The assignment will use three variables in the Nanaimo dataset to explain house prices.
A new data frame was created to include the following variables “price”,“Area”,“bedroom” and “age”
# Store the url value to url
url<-"http://latul.be/mbaa_531/data/nanaimo.csv"
# Read the data from the file nanaimo.csv and store all the observation in a data.frame named nanaimo.
nanaimo<-read.csv(url,stringsAsFactors = TRUE)

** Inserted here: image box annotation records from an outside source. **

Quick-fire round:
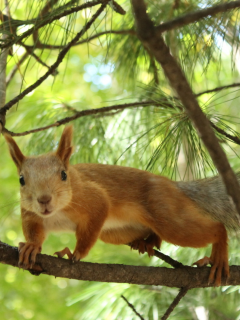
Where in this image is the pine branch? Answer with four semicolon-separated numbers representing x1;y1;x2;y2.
0;0;102;49
6;52;29;86
195;82;240;97
0;242;240;289
121;295;144;320
23;29;136;50
155;0;240;34
0;0;10;134
2;0;109;112
20;42;58;76
132;0;240;218
161;287;189;320
5;101;165;136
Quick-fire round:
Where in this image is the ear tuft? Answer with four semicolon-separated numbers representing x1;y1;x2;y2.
56;125;73;166
4;134;25;171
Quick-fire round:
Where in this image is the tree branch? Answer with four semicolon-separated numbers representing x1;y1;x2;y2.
132;0;240;218
161;287;189;320
2;0;109;112
0;1;102;49
25;29;136;49
0;242;240;289
121;295;144;320
156;0;240;34
4;101;164;136
6;52;28;86
195;82;240;97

nanaimo<- nanaimo[,c("price","area","bed","age")]
nanaimo<-na.omit(nanaimo)
nanaimo$age <- ifelse(nanaimo$age>2000, "after 2000","before 2000")
head(nanaimo, n=4)
## price area bed age
## 2 19900 720 2 before 2000
## 3 25000 946 1 after 2000
## 5 32500 672 2 before 2000
## 6 33000 784 2 before 2000
library(ggplot2)
ggplot(data = nanaimo, mapping = aes(x = area, y = price, colour = age)) +
geom_point(alpha = .6) +
geom_smooth(formula = y ~ x,method = 'lm',se = FALSE) # geom_smooth()` using method = 'lm' and formula 'y ~ x'
The graph showed that the area and the age of a building have effects on house prices.